The arbitral tribunal hears the dispute in accordance with the guidelines, which the parties have agreed to the treatment. The parties have chosen institutional arbitration is used, as a rule, the selected institution's rules of procedure, while the parties by ad hoc arbitration which in most cases uses some standardprocedureregler. The arbitral tribunal shall decide the matter by order, and order, like a judgment of the courts, be enforced by the bailiff's court. The parties have the possibility to appoint arbitrators that have special knowledge in the subject matter, the dispute concerned. While the judges of the courts in general are generalists, and opens the arbitration to establish a private court composed of specialists. Arbitration takes place behind closed doors, while the civil administration of justice by the courts is based on a offentlighedsprincip, which as a rule is free access to the deliberations of the court. ex. competitors and the press do not get familiar with the case. The arbitration award is final In contrast to court proceedings, where a judgment as overriding a rule may be appealed, the parties agree in an arbitration virtually undtagelsesfrit that the order is final and cannot be appealed to an ”appeal”-the court of arbitration. Voldgiftskendelsens finality implies that disputes everything else just gets faster settled by arbitration than by on the merits, because often time-consuming appeal are cut off. Like the courts voldgiftsretterne the applicable law However, in contrast to the courts, which must decide disputes according to law, by arbitration agreement that the arbitral tribunal shall decide the case on the basis of equity, ie. freer considerations, including what the tribunal considers to be reasonable and fair in the concrete case. An arbitration can not be appealed, and this may be perceived as inappropriate by the losing party, if it considers that the arbitration award is wrong.

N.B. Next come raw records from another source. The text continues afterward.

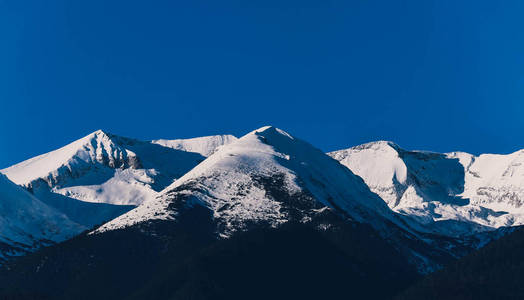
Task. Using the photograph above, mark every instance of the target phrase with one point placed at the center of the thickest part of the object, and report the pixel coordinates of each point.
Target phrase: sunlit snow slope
(455, 193)
(26, 223)
(111, 172)
(236, 183)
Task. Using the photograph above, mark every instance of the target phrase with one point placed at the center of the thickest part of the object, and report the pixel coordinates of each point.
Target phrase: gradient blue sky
(434, 75)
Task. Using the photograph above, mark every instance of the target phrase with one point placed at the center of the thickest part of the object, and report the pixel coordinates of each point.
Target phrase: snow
(436, 190)
(225, 180)
(202, 145)
(25, 220)
(103, 168)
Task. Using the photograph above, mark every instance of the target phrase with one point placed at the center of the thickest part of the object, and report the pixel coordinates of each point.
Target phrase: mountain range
(175, 209)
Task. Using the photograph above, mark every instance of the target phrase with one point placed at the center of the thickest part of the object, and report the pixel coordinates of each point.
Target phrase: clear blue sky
(435, 75)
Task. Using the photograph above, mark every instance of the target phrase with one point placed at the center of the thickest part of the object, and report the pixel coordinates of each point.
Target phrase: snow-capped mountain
(269, 178)
(205, 146)
(454, 193)
(111, 172)
(26, 223)
(237, 184)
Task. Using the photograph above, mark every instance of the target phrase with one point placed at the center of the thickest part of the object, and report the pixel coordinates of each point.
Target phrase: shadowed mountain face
(185, 260)
(266, 215)
(493, 272)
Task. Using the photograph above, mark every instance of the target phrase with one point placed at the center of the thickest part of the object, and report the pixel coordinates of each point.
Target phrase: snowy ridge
(203, 145)
(110, 172)
(455, 193)
(235, 185)
(26, 223)
(72, 161)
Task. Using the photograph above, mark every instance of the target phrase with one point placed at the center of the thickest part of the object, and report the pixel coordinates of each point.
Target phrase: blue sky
(434, 75)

This prevented the losing party from having the case judged on the new.

The lack of provision for appeal does not mean, however, that there is the opportunity to get the award disregarded as invalid, but it can be experienced as a problem in the ”intermediate range”, between ”wrong” and invalid arbitral awards. Process costs especially in the smaller cases to be excessive by arbitration. This is due to the parties must pay the arbitral fee, why only larger cases can usually bear the arbitration costs and expenses. Arbitration can be a problem for retsudviklingen, because voldgiftprocessens confidential nature, involve the public, including retsanvenderne, do not get the knowledge of the present case the arbitration awards.